Thursday, March 26, 2009

I don’t really love books that are chiefly a romance, so when I first saw The Morning Gift by Eva Ibbotson – which sounds like a romance when you read the back – I immediately put it back. But when I saw the same book again I decided I might give it a try. I am really glad that I did because the book is so much more than just a romance.
It is about a young woman, Ruth, who lives in Vienna with her family during World War II. The beginning of the book takes place before Hitler took over and the happy times when Ruth is younger serve as contrasts to the horrible events of the war that happen later in the novel. When Nazis move into Vienna, Ruth’s family flees to England, but Ruth is trapped in Vienna because she doesn’t have a visa (which is a problem because she is partly Jewish). Ruth’s fiancée, an aspiring pianist, is trapped in Budapest, so he is prevented from even traveling to Vienna to be with Ruth.
Ruth’s father, when they still lived in Vienna, was a fairly famous professor of paleontology and he had a colleague, Professor Summerville, who had come to stay with Ruth’s family when Ruth was younger. Luckily, Professor Summerville finds Ruth in Vienna and comes up with a plan to bring her safely to England: he will marry her so that she will be connected to an English citizen on her passport and they will get the marriage annulled as soon as possible in England.

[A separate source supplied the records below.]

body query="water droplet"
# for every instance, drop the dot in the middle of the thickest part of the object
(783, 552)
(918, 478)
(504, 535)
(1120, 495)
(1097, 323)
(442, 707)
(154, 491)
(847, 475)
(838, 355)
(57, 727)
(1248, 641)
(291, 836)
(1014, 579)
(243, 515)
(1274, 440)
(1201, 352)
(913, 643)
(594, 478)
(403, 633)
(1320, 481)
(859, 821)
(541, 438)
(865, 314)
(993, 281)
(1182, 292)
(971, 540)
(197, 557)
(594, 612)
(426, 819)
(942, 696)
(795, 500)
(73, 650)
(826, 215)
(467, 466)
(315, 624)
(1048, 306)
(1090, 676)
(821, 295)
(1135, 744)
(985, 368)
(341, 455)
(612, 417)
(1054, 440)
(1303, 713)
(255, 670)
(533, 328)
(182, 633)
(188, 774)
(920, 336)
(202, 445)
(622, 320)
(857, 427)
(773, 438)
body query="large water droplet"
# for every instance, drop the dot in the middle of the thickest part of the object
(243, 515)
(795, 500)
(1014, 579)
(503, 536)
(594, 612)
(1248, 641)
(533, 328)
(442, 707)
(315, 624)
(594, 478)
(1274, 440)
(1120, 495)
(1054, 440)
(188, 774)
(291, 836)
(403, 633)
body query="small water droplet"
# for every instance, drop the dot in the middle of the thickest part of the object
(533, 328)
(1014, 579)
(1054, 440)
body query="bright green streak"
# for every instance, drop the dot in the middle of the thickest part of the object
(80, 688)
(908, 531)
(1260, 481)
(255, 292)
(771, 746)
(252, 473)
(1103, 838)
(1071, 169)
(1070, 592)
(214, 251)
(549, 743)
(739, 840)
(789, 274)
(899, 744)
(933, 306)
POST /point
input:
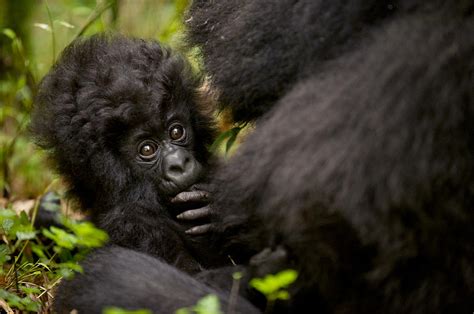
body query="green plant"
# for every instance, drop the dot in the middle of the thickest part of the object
(209, 304)
(274, 287)
(33, 261)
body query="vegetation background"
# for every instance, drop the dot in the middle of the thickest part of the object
(33, 259)
(32, 35)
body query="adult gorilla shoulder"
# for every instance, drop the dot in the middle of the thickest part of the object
(361, 165)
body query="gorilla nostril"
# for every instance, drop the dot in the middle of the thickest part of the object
(176, 169)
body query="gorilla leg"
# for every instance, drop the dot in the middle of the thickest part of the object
(116, 276)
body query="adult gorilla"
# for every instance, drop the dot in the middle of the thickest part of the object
(361, 167)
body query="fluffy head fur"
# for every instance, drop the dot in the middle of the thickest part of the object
(103, 96)
(99, 90)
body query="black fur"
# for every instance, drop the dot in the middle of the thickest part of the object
(148, 283)
(361, 166)
(103, 94)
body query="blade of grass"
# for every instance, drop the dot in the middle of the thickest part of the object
(95, 15)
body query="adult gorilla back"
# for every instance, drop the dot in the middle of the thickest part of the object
(361, 166)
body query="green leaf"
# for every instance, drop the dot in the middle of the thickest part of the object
(9, 33)
(43, 26)
(61, 237)
(272, 286)
(116, 310)
(237, 275)
(4, 253)
(30, 290)
(209, 304)
(51, 202)
(233, 136)
(25, 235)
(65, 24)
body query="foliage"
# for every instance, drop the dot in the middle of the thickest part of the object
(116, 310)
(207, 305)
(32, 35)
(274, 287)
(33, 261)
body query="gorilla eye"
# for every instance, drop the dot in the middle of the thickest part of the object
(176, 132)
(147, 149)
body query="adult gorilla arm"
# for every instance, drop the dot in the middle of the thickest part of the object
(120, 277)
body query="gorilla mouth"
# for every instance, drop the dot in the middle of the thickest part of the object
(171, 188)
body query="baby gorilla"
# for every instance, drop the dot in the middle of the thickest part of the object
(126, 126)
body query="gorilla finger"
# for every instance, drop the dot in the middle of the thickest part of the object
(198, 230)
(191, 196)
(195, 213)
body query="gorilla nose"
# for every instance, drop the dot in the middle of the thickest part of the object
(179, 167)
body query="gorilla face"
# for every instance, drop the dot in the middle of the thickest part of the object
(164, 156)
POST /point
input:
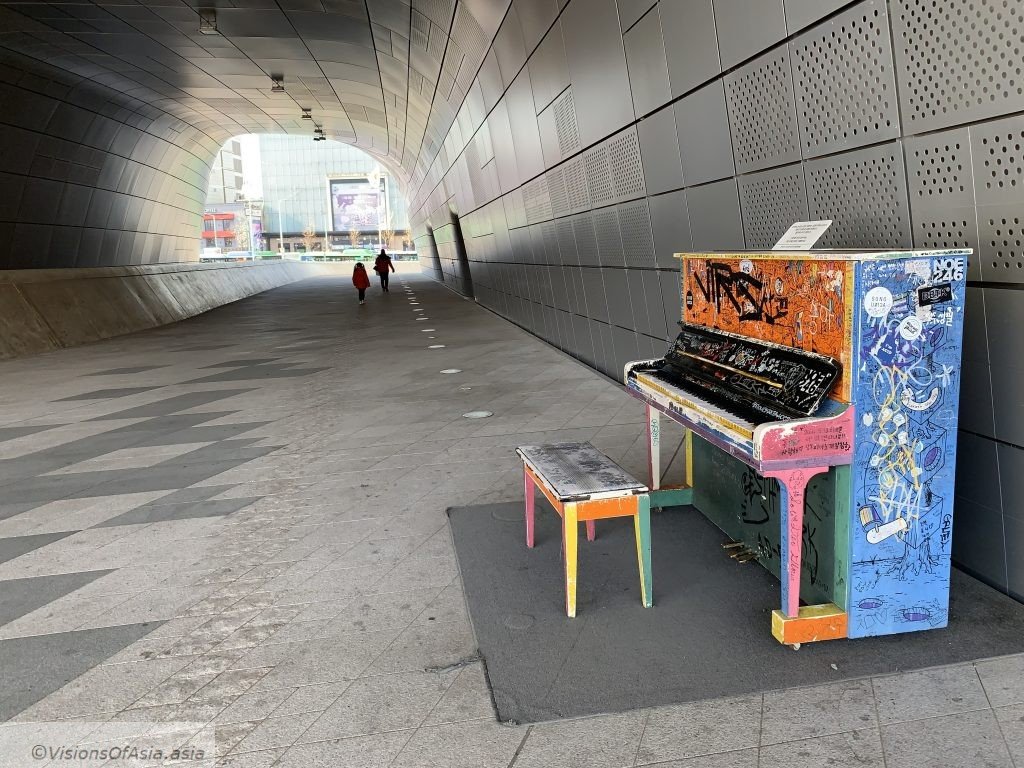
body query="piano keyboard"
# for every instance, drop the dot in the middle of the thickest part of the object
(695, 408)
(732, 384)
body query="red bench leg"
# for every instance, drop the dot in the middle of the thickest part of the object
(529, 508)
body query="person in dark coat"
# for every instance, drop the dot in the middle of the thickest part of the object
(361, 281)
(382, 265)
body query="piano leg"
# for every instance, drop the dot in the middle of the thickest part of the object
(653, 449)
(641, 527)
(530, 498)
(570, 530)
(793, 484)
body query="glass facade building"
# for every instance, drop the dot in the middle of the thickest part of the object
(294, 175)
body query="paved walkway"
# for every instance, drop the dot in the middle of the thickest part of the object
(240, 520)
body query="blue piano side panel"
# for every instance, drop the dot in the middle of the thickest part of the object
(910, 317)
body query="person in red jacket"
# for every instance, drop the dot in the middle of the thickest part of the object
(381, 266)
(361, 281)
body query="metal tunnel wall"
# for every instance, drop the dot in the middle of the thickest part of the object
(597, 139)
(92, 177)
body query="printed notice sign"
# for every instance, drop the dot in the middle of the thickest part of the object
(802, 236)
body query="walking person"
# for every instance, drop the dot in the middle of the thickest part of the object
(361, 281)
(381, 266)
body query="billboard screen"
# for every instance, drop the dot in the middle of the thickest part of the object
(354, 205)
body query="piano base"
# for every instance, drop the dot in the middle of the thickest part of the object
(812, 624)
(675, 496)
(796, 624)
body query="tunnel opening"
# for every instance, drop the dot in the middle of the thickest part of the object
(279, 196)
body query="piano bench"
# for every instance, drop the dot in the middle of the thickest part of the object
(583, 484)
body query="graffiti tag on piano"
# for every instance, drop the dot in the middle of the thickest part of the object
(797, 303)
(814, 439)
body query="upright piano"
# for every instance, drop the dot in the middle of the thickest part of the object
(839, 366)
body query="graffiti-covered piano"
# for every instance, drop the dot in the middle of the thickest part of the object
(837, 366)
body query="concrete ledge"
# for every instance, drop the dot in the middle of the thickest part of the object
(46, 309)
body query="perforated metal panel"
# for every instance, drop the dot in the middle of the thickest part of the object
(599, 179)
(536, 201)
(634, 226)
(565, 124)
(1000, 230)
(771, 201)
(845, 87)
(627, 170)
(997, 156)
(941, 190)
(762, 113)
(864, 194)
(950, 227)
(957, 61)
(938, 167)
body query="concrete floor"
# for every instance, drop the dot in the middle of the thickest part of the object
(239, 520)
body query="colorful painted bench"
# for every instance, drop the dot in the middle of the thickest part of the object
(583, 484)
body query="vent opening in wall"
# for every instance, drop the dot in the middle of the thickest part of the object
(958, 60)
(1006, 243)
(627, 171)
(762, 115)
(1003, 161)
(599, 175)
(846, 92)
(937, 171)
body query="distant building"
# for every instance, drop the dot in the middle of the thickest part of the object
(226, 175)
(225, 226)
(316, 185)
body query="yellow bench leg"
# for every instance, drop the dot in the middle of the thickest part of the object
(570, 529)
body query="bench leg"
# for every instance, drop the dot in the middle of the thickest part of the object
(530, 499)
(570, 529)
(641, 524)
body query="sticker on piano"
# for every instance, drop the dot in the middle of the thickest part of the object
(802, 236)
(929, 295)
(910, 328)
(878, 302)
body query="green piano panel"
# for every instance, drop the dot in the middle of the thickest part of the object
(744, 505)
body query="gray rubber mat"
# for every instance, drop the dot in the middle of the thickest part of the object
(708, 636)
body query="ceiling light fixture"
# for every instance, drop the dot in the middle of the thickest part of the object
(208, 22)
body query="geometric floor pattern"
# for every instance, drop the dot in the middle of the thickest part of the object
(239, 520)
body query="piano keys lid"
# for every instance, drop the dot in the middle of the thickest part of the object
(791, 381)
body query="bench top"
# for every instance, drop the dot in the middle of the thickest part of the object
(577, 471)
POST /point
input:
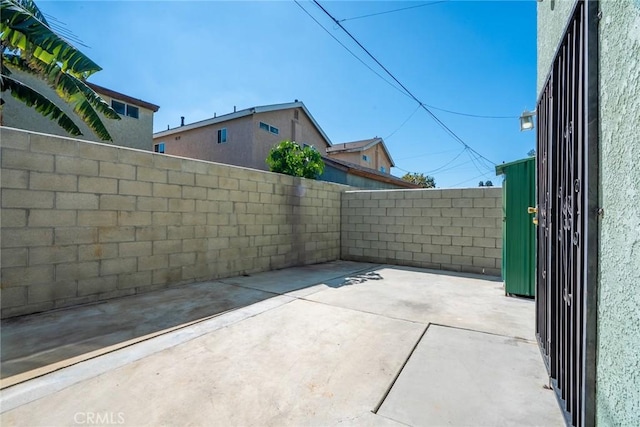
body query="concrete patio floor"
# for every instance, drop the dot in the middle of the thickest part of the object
(337, 343)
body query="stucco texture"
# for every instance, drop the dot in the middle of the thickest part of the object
(618, 360)
(552, 19)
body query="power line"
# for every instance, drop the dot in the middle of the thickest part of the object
(420, 103)
(394, 10)
(349, 50)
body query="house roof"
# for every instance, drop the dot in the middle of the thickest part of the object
(368, 172)
(122, 97)
(243, 113)
(356, 146)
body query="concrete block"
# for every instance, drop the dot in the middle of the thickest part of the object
(484, 242)
(21, 276)
(126, 218)
(26, 237)
(153, 204)
(473, 251)
(20, 159)
(116, 234)
(135, 157)
(97, 285)
(14, 178)
(14, 297)
(441, 240)
(52, 254)
(76, 201)
(462, 241)
(76, 166)
(27, 199)
(194, 193)
(117, 170)
(167, 190)
(13, 218)
(153, 262)
(452, 231)
(15, 257)
(50, 292)
(180, 232)
(151, 174)
(462, 203)
(165, 218)
(134, 188)
(452, 250)
(161, 161)
(133, 249)
(97, 185)
(117, 203)
(97, 251)
(161, 247)
(77, 271)
(52, 182)
(75, 235)
(181, 205)
(118, 266)
(134, 280)
(97, 218)
(181, 178)
(88, 150)
(441, 203)
(182, 259)
(484, 202)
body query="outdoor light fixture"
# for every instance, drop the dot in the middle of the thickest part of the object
(526, 120)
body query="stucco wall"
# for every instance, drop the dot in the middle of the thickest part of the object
(126, 132)
(247, 145)
(618, 361)
(456, 229)
(84, 222)
(552, 20)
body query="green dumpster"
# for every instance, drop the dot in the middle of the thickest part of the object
(519, 229)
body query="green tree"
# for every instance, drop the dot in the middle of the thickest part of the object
(289, 158)
(424, 181)
(29, 45)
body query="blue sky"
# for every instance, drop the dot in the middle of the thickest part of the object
(194, 58)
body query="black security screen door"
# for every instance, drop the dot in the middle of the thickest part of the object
(567, 216)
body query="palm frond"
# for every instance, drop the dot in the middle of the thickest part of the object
(39, 102)
(21, 29)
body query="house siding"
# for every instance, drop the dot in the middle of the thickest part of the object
(126, 132)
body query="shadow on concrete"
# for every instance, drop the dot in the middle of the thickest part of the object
(32, 342)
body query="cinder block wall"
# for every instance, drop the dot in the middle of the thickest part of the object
(458, 229)
(83, 221)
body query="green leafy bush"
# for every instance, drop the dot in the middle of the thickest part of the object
(290, 158)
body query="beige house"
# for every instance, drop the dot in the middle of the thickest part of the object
(134, 129)
(368, 153)
(243, 138)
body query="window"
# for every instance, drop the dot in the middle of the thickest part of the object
(125, 109)
(222, 135)
(132, 111)
(118, 106)
(265, 126)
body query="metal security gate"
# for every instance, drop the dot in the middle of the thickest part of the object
(567, 216)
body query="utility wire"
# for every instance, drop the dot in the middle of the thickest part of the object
(394, 10)
(420, 103)
(350, 51)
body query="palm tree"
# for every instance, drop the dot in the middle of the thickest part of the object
(29, 45)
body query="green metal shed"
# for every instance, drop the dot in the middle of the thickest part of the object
(519, 229)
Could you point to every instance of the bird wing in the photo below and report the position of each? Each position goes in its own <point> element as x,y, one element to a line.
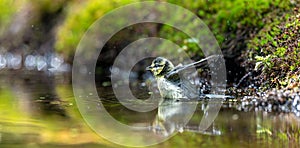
<point>175,71</point>
<point>184,82</point>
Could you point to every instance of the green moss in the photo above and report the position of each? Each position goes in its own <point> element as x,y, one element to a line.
<point>227,18</point>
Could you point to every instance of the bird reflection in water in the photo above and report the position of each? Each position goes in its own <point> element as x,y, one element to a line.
<point>174,116</point>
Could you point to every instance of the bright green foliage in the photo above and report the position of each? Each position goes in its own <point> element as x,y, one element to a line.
<point>275,51</point>
<point>226,18</point>
<point>79,18</point>
<point>7,10</point>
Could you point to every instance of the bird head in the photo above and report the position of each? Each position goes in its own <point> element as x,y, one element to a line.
<point>160,66</point>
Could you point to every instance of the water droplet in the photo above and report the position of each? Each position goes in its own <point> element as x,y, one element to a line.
<point>2,62</point>
<point>41,63</point>
<point>30,62</point>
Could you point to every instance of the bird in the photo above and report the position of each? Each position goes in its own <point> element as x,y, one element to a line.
<point>171,84</point>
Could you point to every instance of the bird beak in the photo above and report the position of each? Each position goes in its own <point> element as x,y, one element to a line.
<point>149,68</point>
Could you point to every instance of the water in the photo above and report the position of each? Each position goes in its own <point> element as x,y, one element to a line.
<point>39,110</point>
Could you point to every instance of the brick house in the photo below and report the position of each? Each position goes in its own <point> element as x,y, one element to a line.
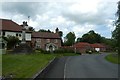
<point>46,40</point>
<point>82,47</point>
<point>98,47</point>
<point>11,28</point>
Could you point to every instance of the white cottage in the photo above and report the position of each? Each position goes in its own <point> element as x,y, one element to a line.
<point>11,28</point>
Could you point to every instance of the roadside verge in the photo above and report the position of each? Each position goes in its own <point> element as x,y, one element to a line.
<point>41,74</point>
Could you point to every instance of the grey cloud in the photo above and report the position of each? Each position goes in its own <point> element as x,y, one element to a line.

After the marriage, Ruth finds her family living close to the poverty line in London and she promises herself not to tell her parents of the marriage; she just plans on getting the marriage annulled and then marrying her fiancée as soon as he arrives from Budapest. As the months progress, a series of very unfortunate events and some things that might have been able to be prevented, Ruth still remains married to the Professor.
At the end of the novel, things turn out for the better and the reader is left with the thought that they just finished a fluffy romance. But looking closer at the events in the book, it becomes more apparent that along with the main plot, there is a history lesson tucked into the main story.
When Ruth is still trapped in Vienna and the Nazis move into the city, the signs of violence and of a dictatorship become evident: swastikas are hanging off buildings, people that were once considered upstanding citizens suddenly turn up missing because they have been sent to a camp, and even Ruth’s fiancée is sent to a camp. Ruth’s family goes from extreme wealth to being crammed into a small apartment with other people they hadn’t previously known and Ruth is so accepting of everything that had happened to her.
This book was very educational and enlightening for me because it depicted an accurate picture of what life might have been for a family fleeing from Hitler’s oppression and it showed how different classes and races of people dealt with world War II.